Tinniam V Ganesh
6 Aug 2015

Create and clean the Corpus

This presentation highlights the steps in creating a Word Predict Shiny App

The steps taken were

  • Ingest the from the Tweets, Blogs and News
  • Sample 15% of the and split it into training and test set
  • Store as separate files
  • Create a Corpus from the tweets, blogs and news items
  • Clean the Corpus to remove punctuation, special characters, stopwords etc
  • Remove profanity from the training and test set

Create N-grams

  1. Use the package RWeka to create Quadgrams,Trigrams,
  2. Remove sparse terms
  3. Convert to a data frame and compute frequency of n-gram
  4. Use Markov chains to calculate the Maximum Likelihood estimate P(C|AB) = count(ABC)/count(AB)
  5. Use the smoothing algorithm where the Count of the n-1 gram is 0
  6. Arrange the counts in descending order of conditional probability
  7. Write this to the term, next word and the conditional probability to a CSV file

Use Laplace Add-1 smoothing

  1. For previous terms whose count is 0, perform Laplace Add - 1 smoothing

Padd-1(C|AB) = (count(C|AB) + 1)/(count(AB) + V)

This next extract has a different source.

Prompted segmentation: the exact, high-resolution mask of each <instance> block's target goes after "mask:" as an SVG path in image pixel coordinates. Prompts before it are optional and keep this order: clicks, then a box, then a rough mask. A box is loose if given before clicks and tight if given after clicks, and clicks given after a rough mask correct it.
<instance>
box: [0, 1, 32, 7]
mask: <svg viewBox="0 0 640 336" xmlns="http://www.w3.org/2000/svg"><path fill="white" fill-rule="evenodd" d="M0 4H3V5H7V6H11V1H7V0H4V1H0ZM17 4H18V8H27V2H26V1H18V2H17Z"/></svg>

This method steals probability mass from existing terms and provides it to terms whose count is 0

Katz backoff algorithm

The backoff algorithm given a phrase “This is so” is as follows for 10 next words

  1. Sum the probabilities(Pi) for “This is so” in quadgram e.g Pq = sum(Pi)
  2. Compute alpha = 1 - Pq
  3. Search trigram table (Pj) for “This is” and compute Pt = sum(Pj)
  4. Multiply with alpha Pt' = alpha * Pt
  5. If number of words < 10 continue like this with the bigram and unigram
  6. Store only the n-1 gram, next word and conditional probability as CSV files.

The Next Word Shiny app

  1. Read all the CSV files. These CSV files contain n-1 gram, next word and Probability
  2. Read the word(s) input. If more than 3 words input read the last 3 words.
  3. Search in the n gram and back off to n-1 gram for e,g. search in quadgram backoff to trigram etc
  4. Display the top 10 words in a table when the user presses submit button or hits enter along with the conditional probability
               Thank You!